In this time, even though these projectiles became fluid, they forced their way, hydrodynamically, one behind the other at hypervelocity, not less than 3 km/second, in enormous, pulses of hydraulic shock (Charters 1960). They parted the layers of horizontal strata for hundreds of kilometres, creating waves of mountain ridges, before coming to a stop. These would have been at a lower energy level by the time they reached the Bushveld Complex and would have resulted in the absence of meteorite impact indications (French 1990, Reimold & Koeberl 2014) but still allowed hot magma high in chrome, iron, magnetite and other minerals to intrude.
As this horizontal intrusion slowed down under the middle of the Bushveld Complex, most of the mineral-rich molten magma would begin to spread out pushing into existing 2054 Ma layers within the Pretoria Group, raising younger layers and the Rooiberg strata above that. The high density, high pressure fluid would lift layers from the bottom and intrude to about 75 kilometres out from this central point. As each layer was filling so another layer of sedimentary rock above would part and the next intrusion would begin. As the intrusion was relatively thin, heat could be dissipated in the enveloping layers of strata causing it to cool quickly and end abruptly. The formation of pigeonite, Impala Black Marble, at about 900 degrees Celsius confirms that the magma had cooled quickly during the side intrusion process.

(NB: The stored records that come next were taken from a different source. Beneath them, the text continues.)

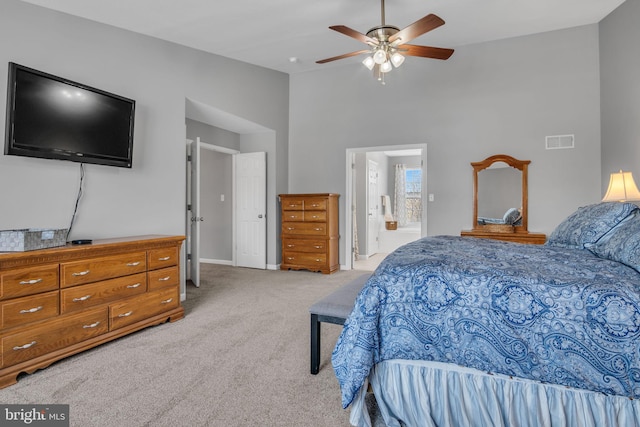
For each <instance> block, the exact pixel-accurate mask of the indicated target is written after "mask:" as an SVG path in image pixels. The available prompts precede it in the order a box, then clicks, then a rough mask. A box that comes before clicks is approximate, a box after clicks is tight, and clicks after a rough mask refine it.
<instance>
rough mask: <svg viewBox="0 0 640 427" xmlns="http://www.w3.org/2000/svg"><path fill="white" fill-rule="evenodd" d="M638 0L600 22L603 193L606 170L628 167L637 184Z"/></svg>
mask: <svg viewBox="0 0 640 427" xmlns="http://www.w3.org/2000/svg"><path fill="white" fill-rule="evenodd" d="M638 17H640V1H638V0H627V1H625V2H624V3H623V4H622V5H620V7H618V8H617V9H616V10H614V11H613V12H612V13H611V14H609V16H607V17H606V18H605V19H603V20H602V21H601V22H600V59H601V61H600V75H601V79H600V84H601V93H602V187H601V188H602V195H604V193H605V191H606V189H607V185H608V183H609V174H611V173H612V172H617V171H618V170H620V169H622V170H625V171H631V172H632V173H633V176H634V178H635V180H636V184H638V185H640V77H639V76H640V55H638V42H639V41H640V26H639V25H638Z"/></svg>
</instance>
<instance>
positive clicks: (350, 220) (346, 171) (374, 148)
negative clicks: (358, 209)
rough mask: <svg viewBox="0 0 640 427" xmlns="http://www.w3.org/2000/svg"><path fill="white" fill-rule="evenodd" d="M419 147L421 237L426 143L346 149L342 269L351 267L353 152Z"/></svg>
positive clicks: (352, 185)
mask: <svg viewBox="0 0 640 427" xmlns="http://www.w3.org/2000/svg"><path fill="white" fill-rule="evenodd" d="M413 149H421V150H422V155H421V163H422V170H423V174H422V196H423V198H422V200H423V207H422V213H423V215H422V222H421V224H420V230H421V231H420V233H421V237H424V236H426V235H427V207H428V203H429V202H428V201H427V200H426V198H425V197H424V196H425V195H426V194H427V173H424V172H426V170H427V165H428V163H427V144H426V143H422V144H404V145H381V146H377V147H375V146H374V147H360V148H347V149H346V162H345V166H346V174H345V176H346V183H345V184H346V185H345V204H344V206H345V212H344V239H343V241H344V246H343V249H344V254H345V257H344V260H345V265H344V269H346V270H351V269H353V204H354V198H355V194H354V193H355V188H354V186H355V181H354V175H355V173H354V169H355V154H356V153H367V152H377V151H398V150H413Z"/></svg>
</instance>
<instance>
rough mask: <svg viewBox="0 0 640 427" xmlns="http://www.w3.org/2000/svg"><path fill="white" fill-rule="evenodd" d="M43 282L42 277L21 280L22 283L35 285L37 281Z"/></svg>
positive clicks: (38, 281)
mask: <svg viewBox="0 0 640 427" xmlns="http://www.w3.org/2000/svg"><path fill="white" fill-rule="evenodd" d="M40 282H42V279H31V280H22V281H20V284H21V285H35V284H36V283H40Z"/></svg>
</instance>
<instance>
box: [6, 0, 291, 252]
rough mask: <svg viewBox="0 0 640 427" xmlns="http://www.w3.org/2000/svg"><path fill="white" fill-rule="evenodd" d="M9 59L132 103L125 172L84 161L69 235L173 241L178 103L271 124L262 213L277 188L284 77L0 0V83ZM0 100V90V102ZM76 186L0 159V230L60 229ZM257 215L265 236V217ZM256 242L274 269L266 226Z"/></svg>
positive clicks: (64, 220) (287, 125)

Regarding the age of the Bushveld complex it is said that in spite of being about 2055 Ma it is undeformed (Kinnaird 2005). In other words, it does not look its’ age.

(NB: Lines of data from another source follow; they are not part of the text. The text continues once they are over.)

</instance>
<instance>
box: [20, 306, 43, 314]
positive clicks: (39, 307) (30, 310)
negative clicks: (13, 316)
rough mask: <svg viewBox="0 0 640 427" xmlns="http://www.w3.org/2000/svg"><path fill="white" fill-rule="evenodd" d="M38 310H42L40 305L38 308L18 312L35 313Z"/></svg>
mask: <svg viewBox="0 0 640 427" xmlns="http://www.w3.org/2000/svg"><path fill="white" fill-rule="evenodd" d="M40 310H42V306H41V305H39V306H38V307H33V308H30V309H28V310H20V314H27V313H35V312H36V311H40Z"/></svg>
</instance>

When the geoscientists wanted to get this date, they determined the age of rocks in layers of strata pre and post-dating the intrusions of the Bushveld Complex. This indicated a date of 2054 Ma (Scoates & Friedman 2008). Minerals cannot be dated so they dated the rocks below and above the Merensky Reef at 2054 Ma.
If, however the Merensky Reef was intruded from the side horizontally at a depth that matched a layer of 2054 million year old existing rocks in the Pretoria Group strata then Scoates & Friedman and all the others were measuring the age of the local rock in the layers of the strata that existed before the meteorite strike. There is no reason that the minerals in the Merensky and other reefs could not have been intruded there 214 Ma or any time from 2054 Ma until now. It is simply by chance that the physical depth of the horizontal Bushveld Complex intrusions matches the age of the existing strata at that depth (see Table 3).

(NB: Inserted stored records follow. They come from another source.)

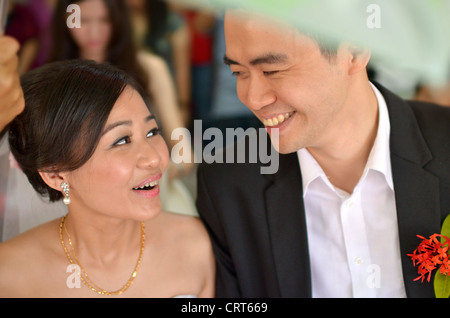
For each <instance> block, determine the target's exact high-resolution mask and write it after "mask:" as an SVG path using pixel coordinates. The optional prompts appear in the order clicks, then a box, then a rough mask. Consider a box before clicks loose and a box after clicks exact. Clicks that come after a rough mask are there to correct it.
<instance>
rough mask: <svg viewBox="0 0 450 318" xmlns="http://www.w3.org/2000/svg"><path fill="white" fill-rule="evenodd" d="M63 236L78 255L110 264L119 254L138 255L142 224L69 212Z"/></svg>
mask: <svg viewBox="0 0 450 318" xmlns="http://www.w3.org/2000/svg"><path fill="white" fill-rule="evenodd" d="M64 225H65V229H63V230H64V233H63V236H64V237H65V240H67V241H68V240H69V238H70V241H71V243H72V246H73V248H74V249H75V253H76V254H77V255H76V256H77V258H78V259H79V260H80V262H83V260H85V261H87V260H89V262H96V263H97V264H103V265H105V266H109V265H111V264H112V263H114V262H116V261H117V259H118V258H119V257H120V256H124V255H125V256H127V255H135V254H136V252H137V250H138V249H139V248H140V245H141V241H142V235H143V233H142V229H141V223H140V222H138V221H135V220H123V219H119V218H113V217H109V216H104V215H96V216H93V215H89V216H86V215H85V214H76V213H69V214H68V215H67V217H66V220H65V224H64Z"/></svg>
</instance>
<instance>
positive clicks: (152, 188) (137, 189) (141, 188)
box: [133, 180, 159, 190]
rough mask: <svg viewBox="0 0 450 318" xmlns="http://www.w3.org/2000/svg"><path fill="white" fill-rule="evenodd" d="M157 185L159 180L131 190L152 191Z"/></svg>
mask: <svg viewBox="0 0 450 318" xmlns="http://www.w3.org/2000/svg"><path fill="white" fill-rule="evenodd" d="M158 184H159V180H155V181H152V182H149V183H146V184H144V185H143V186H142V187H139V188H133V190H146V189H147V188H150V189H153V188H154V187H156V186H157V185H158Z"/></svg>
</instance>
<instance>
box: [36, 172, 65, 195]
mask: <svg viewBox="0 0 450 318" xmlns="http://www.w3.org/2000/svg"><path fill="white" fill-rule="evenodd" d="M39 175H40V176H41V178H42V180H44V182H45V183H46V184H47V185H48V186H49V187H50V188H52V189H55V190H56V191H62V189H61V183H63V182H64V181H66V182H67V180H66V174H65V173H60V172H45V171H39Z"/></svg>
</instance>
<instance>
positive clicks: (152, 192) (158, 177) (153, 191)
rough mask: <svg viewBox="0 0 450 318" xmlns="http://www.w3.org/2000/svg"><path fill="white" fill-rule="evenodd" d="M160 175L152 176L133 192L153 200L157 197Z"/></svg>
mask: <svg viewBox="0 0 450 318" xmlns="http://www.w3.org/2000/svg"><path fill="white" fill-rule="evenodd" d="M161 177H162V174H158V175H156V176H152V177H150V178H148V179H146V180H145V181H144V182H142V183H141V184H139V185H138V186H137V187H134V188H133V191H134V192H135V193H136V194H138V195H139V196H141V197H144V198H154V197H156V196H158V195H159V189H160V188H159V183H160V181H161Z"/></svg>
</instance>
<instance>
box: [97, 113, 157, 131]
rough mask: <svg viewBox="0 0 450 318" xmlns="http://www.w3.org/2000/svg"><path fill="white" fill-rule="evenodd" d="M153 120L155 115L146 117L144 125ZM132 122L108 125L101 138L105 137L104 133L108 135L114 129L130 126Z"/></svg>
mask: <svg viewBox="0 0 450 318" xmlns="http://www.w3.org/2000/svg"><path fill="white" fill-rule="evenodd" d="M153 119H155V115H149V116H147V117H145V119H144V121H145V122H146V123H148V122H149V121H151V120H153ZM132 125H133V122H132V121H131V120H122V121H116V122H114V123H111V124H109V125H108V126H106V127H105V129H104V130H103V133H102V136H103V135H105V134H106V133H108V132H109V131H111V130H113V129H114V128H116V127H119V126H132Z"/></svg>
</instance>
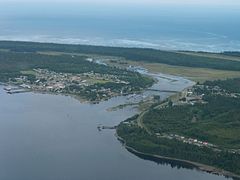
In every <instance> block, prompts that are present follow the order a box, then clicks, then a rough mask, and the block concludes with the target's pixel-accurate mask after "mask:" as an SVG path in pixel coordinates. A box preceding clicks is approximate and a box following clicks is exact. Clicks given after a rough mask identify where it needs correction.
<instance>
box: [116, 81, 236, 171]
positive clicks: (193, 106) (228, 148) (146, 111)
mask: <svg viewBox="0 0 240 180" xmlns="http://www.w3.org/2000/svg"><path fill="white" fill-rule="evenodd" d="M239 80H240V79H228V80H224V81H213V82H205V83H204V84H201V85H198V86H197V87H203V86H204V88H203V90H201V91H199V90H198V89H197V87H195V89H196V91H197V92H200V93H205V95H204V96H203V100H204V101H205V102H207V103H196V104H195V105H176V106H168V107H166V108H160V109H157V108H155V107H156V106H157V105H155V106H151V107H150V108H149V109H148V110H147V111H146V113H145V114H144V116H143V117H142V121H143V124H144V126H145V127H146V128H147V129H148V132H147V131H146V130H145V129H144V128H140V127H139V126H138V124H137V123H136V121H137V119H138V117H139V116H134V117H132V118H130V119H128V120H126V121H125V122H123V123H121V124H120V125H119V126H118V128H117V133H118V135H119V136H120V137H121V138H123V139H124V140H125V142H126V144H127V145H128V146H130V147H133V148H134V149H136V150H138V151H140V152H145V153H150V154H156V155H161V156H168V157H173V158H179V159H184V160H190V161H194V162H199V163H202V164H207V165H211V166H214V167H218V168H221V169H224V170H227V171H230V172H233V173H236V174H240V163H239V161H240V154H239V151H237V150H239V149H240V134H239V132H240V111H239V109H240V98H239V97H236V96H234V97H232V96H231V94H229V93H228V92H232V93H236V92H238V91H239V86H240V84H239V83H238V82H239ZM210 86H211V87H212V88H215V87H221V88H222V89H221V90H219V91H220V92H227V93H224V94H216V93H215V92H213V93H211V92H212V91H208V90H207V89H209V87H210ZM206 87H208V88H206ZM224 88H226V89H227V91H225V90H224ZM210 89H211V88H210ZM206 91H208V92H206ZM149 131H150V132H151V134H149ZM156 134H163V135H164V134H168V135H170V134H172V135H179V136H182V137H185V138H192V139H198V140H201V141H205V142H208V143H211V144H214V146H215V147H216V148H209V147H205V146H200V147H199V146H196V145H195V144H190V143H184V142H182V141H179V140H176V139H169V138H159V137H157V136H156ZM234 149H235V150H236V151H233V150H234Z"/></svg>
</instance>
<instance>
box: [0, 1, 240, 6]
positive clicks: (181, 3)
mask: <svg viewBox="0 0 240 180" xmlns="http://www.w3.org/2000/svg"><path fill="white" fill-rule="evenodd" d="M0 3H1V4H4V3H6V4H7V3H31V4H34V3H82V4H92V3H94V4H121V5H129V4H138V5H141V4H144V5H151V4H155V5H156V4H158V5H162V4H170V5H174V4H175V5H181V4H189V5H217V6H219V5H240V1H239V0H201V1H200V0H0Z"/></svg>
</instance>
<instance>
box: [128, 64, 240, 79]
mask: <svg viewBox="0 0 240 180" xmlns="http://www.w3.org/2000/svg"><path fill="white" fill-rule="evenodd" d="M130 64H132V65H141V66H143V67H145V68H147V69H148V70H149V71H151V72H160V73H166V74H171V75H177V76H183V77H186V78H188V79H190V80H193V81H195V82H204V81H206V80H216V79H227V78H236V77H240V71H225V70H215V69H206V68H190V67H183V66H172V65H166V64H160V63H138V62H130Z"/></svg>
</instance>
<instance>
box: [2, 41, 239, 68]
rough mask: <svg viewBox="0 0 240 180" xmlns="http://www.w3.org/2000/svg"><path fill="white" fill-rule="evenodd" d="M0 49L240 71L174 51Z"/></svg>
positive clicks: (237, 61)
mask: <svg viewBox="0 0 240 180" xmlns="http://www.w3.org/2000/svg"><path fill="white" fill-rule="evenodd" d="M0 49H2V50H10V51H13V52H39V51H41V52H44V51H57V52H67V53H82V54H97V55H104V56H117V57H122V58H125V59H126V60H133V61H144V62H150V63H163V64H168V65H176V66H186V67H200V68H212V69H219V70H231V71H239V70H240V61H233V60H226V59H221V58H211V57H204V56H193V55H189V54H182V53H177V52H174V51H162V50H156V49H147V48H122V47H104V46H90V45H64V44H54V43H33V42H14V41H0ZM226 53H227V52H226ZM228 55H230V56H231V55H233V56H235V55H236V53H234V54H232V53H229V54H228Z"/></svg>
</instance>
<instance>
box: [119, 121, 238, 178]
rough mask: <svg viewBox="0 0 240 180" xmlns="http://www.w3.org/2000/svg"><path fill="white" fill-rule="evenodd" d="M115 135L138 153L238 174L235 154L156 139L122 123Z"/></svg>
mask: <svg viewBox="0 0 240 180" xmlns="http://www.w3.org/2000/svg"><path fill="white" fill-rule="evenodd" d="M117 133H118V135H119V136H120V137H122V138H123V139H124V140H125V141H126V144H127V145H128V146H130V147H133V148H134V149H136V150H138V151H140V152H145V153H150V154H156V155H160V156H167V157H173V158H178V159H185V160H190V161H194V162H199V163H203V164H207V165H211V166H214V167H218V168H221V169H224V170H227V171H230V172H234V173H236V174H240V163H239V161H240V156H239V155H237V154H232V153H228V152H216V151H213V150H211V149H209V148H204V147H202V148H199V147H198V146H194V145H190V144H185V143H182V142H180V141H176V140H168V139H164V138H156V136H151V135H149V134H148V133H147V132H146V131H145V130H143V129H140V128H138V127H137V126H127V125H125V124H123V123H122V124H121V125H120V126H118V128H117Z"/></svg>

Table 3 Bushveld complex sedimentary strata (Walraven & Martini 1994)
Age of existing strata |
Name of strata |
2000-1800 Ma |
Rooiberg Group |
2054-2000 Ma |
Pretoria Group |
2054 Ma: |
214 Ma Bushveld side intrusion |
2230-2054 Ma |
Pretoria Group |
2500-2100 Ma: |
Transvaal Supergroup |
2700-2500 Ma |
Kaapvaal Craton |
3000-2700 Ma: |
Swazian |
There is another point to make in the measurement of age for the Bushveld Complex. By dating the layers of strata to infer the age of the intrusion, various dates have been calculated depending on the site locality. Hence we see in two articles on the Bushveld Complex (Walraven & Martini 1994 and Kinnaird 2005) a spread of ages listed of up to +48 million years. This is not possible for an event that took place in a short period of geological time (Harmer & Armstrong, 2000) and ‘a time span of a few million years’ (Kinnaird 2005).
I contend that 214 million years ago, large semi-continuous pulses of mineral-rich chrome core material from Vredefort Meteorite particles, travelling hundreds of kilometres a few kilometres below the surface, came to rest in the Pretoria Group (of the Transvaal Supergroup) at a depth that corresponded to an age of 2054 Ma. Incorrectly the layer of strata is being dated and not the projectile that penetrated the strata from the side.